Index: llvm/trunk/include/llvm/Transforms/Scalar/JumpThreading.h
===================================================================
--- llvm/trunk/include/llvm/Transforms/Scalar/JumpThreading.h
+++ llvm/trunk/include/llvm/Transforms/Scalar/JumpThreading.h
@@ -23,6 +23,7 @@
 #include "llvm/Analysis/LazyValueInfo.h"
 #include "llvm/Analysis/TargetLibraryInfo.h"
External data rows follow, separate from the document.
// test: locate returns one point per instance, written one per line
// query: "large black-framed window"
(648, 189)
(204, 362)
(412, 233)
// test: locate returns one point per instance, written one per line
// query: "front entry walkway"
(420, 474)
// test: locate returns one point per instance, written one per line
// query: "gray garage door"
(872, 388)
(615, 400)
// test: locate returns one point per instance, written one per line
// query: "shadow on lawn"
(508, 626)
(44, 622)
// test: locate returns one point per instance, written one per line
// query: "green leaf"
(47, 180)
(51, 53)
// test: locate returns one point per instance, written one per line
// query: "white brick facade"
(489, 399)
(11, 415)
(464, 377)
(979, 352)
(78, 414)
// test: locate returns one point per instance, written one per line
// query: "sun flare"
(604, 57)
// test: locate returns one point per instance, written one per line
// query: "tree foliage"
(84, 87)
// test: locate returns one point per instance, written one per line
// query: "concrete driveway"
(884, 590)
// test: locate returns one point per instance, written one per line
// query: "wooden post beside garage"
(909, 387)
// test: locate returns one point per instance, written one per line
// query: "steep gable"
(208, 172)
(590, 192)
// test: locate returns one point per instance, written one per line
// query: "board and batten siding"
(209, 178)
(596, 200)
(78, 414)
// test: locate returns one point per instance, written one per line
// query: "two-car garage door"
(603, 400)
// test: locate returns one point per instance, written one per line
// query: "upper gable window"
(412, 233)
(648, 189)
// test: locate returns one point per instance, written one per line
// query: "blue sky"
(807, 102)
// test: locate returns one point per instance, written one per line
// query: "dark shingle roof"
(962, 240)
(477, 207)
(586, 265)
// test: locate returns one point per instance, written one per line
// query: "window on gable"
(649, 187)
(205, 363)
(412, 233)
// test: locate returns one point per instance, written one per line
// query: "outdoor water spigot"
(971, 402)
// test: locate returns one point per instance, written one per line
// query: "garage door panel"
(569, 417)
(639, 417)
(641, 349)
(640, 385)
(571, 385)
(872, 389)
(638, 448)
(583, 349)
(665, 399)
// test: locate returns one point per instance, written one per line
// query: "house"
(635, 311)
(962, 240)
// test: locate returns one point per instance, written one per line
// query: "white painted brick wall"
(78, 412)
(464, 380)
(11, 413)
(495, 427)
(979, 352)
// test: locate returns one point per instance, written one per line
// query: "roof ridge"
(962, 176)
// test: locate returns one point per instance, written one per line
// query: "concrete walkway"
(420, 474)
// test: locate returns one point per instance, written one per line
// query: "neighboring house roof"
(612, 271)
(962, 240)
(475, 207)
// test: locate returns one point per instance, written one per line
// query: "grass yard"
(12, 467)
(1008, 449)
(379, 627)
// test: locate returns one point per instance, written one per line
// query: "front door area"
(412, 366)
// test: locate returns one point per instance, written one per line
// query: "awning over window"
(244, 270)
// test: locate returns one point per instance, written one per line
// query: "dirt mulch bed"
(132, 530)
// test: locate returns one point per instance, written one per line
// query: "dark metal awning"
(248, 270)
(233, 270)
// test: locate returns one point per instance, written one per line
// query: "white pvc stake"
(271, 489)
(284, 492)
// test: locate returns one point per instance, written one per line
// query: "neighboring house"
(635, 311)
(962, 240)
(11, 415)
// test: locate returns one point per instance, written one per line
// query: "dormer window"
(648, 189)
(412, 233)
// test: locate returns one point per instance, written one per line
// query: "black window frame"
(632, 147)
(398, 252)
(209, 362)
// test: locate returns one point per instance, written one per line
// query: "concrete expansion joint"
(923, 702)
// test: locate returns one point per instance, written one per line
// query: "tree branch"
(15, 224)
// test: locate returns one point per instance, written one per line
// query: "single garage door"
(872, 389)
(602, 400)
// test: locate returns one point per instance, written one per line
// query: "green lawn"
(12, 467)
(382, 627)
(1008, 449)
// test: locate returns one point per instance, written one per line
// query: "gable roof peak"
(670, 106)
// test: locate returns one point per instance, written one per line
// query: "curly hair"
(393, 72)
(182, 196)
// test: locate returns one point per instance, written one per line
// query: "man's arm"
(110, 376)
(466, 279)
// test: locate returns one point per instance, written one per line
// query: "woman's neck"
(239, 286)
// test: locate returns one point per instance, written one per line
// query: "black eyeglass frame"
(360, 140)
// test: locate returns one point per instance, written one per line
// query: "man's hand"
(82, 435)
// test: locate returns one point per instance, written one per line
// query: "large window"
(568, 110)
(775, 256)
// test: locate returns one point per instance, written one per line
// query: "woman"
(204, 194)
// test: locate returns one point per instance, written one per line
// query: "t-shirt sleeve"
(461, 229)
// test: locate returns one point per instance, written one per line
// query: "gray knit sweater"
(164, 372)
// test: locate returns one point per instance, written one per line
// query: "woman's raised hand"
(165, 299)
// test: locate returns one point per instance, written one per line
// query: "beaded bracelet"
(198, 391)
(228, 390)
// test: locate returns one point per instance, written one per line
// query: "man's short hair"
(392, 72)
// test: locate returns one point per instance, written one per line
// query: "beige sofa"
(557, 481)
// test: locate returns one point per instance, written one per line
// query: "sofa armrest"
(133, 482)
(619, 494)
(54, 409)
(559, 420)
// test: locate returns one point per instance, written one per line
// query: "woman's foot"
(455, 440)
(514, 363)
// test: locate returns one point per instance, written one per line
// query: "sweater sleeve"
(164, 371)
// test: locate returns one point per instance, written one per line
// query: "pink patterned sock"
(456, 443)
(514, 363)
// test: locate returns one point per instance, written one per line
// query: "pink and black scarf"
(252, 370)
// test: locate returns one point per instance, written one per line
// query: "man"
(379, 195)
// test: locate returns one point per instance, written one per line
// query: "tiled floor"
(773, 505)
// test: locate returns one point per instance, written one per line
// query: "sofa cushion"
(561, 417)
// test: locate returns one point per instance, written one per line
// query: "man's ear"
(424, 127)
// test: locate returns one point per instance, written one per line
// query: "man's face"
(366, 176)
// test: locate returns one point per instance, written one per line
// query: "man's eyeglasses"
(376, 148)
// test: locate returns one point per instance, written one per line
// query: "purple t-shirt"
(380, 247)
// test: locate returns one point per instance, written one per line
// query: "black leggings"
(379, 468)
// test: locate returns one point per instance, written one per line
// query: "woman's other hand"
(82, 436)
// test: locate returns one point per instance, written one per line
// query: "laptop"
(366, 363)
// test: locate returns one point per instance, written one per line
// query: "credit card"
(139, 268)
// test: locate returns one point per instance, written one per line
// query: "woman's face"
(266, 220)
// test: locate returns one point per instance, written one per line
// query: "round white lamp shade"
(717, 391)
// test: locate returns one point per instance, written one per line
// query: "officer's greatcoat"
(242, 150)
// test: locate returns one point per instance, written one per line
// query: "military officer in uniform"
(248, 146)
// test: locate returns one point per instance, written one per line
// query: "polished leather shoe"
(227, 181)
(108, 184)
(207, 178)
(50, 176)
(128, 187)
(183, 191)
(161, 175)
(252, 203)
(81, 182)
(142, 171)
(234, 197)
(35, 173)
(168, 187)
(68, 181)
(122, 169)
 #include "llvm/IR/Instructions.h"
+#include "llvm/IR/IntrinsicInst.h"
 #include "llvm/IR/ValueHandle.h"
 
 namespace llvm {
@@ -62,6 +63,7 @@
   std::unique_ptr<BlockFrequencyInfo> BFI;
   std::unique_ptr<BranchProbabilityInfo> BPI;
   bool HasProfileData = false;
+  bool HasGuards = false;
 #ifdef NDEBUG
   SmallPtrSet<const BasicBlock *, 16> LoopHeaders;
 #else
@@ -122,6 +124,9 @@
   bool TryToUnfoldSelect(CmpInst *CondCmp, BasicBlock *BB);
   bool TryToUnfoldSelectInCurrBB(BasicBlock *BB);
 
+  bool ProcessGuards(BasicBlock *BB);
+  bool ThreadGuard(BasicBlock *BB, IntrinsicInst *Guard, BranchInst *BI);
+
 private:
   BasicBlock *SplitBlockPreds(BasicBlock *BB, ArrayRef<BasicBlock *> Preds,
                               const char *Suffix);
Index: llvm/trunk/include/llvm/Transforms/Utils/Cloning.h
===================================================================
--- llvm/trunk/include/llvm/Transforms/Utils/Cloning.h
+++ llvm/trunk/include/llvm/Transforms/Utils/Cloning.h
@@ -245,6 +245,16 @@
 void remapInstructionsInBlocks(const SmallVectorImpl<BasicBlock *> &Blocks,
                                ValueToValueMapTy &VMap);
 
+/// Split edge between BB and PredBB and duplicate all non-Phi instructions
+/// from BB between its beginning and the StopAt instruction into the split
+/// block. Phi nodes are not duplicated, but their uses are handled correctly:
+/// we replace them with the uses of corresponding Phi inputs. ValueMapping
+/// is used to map the original instructions from BB to their newly-created
+/// copies. Returns the split block.
+BasicBlock *
+DuplicateInstructionsInSplitBetween(BasicBlock *BB, BasicBlock *PredBB,
+                                    Instruction *StopAt,
+                                    ValueToValueMapTy &ValueMapping);
 } // end namespace llvm
 
 #endif // LLVM_TRANSFORMS_UTILS_CLONING_H
Index: llvm/trunk/lib/Transforms/Scalar/JumpThreading.cpp
===================================================================
--- llvm/trunk/lib/Transforms/Scalar/JumpThreading.cpp
+++ llvm/trunk/lib/Transforms/Scalar/JumpThreading.cpp
@@ -30,11 +30,13 @@
 #include "llvm/IR/LLVMContext.h"
 #include "llvm/IR/MDBuilder.h"
 #include "llvm/IR/Metadata.h"
+#include "llvm/IR/PatternMatch.h"
 #include "llvm/Pass.h"
 #include "llvm/Support/CommandLine.h"
 #include "llvm/Support/Debug.h"
 #include "llvm/Support/raw_ostream.h"
 #include "llvm/Transforms/Utils/BasicBlockUtils.h"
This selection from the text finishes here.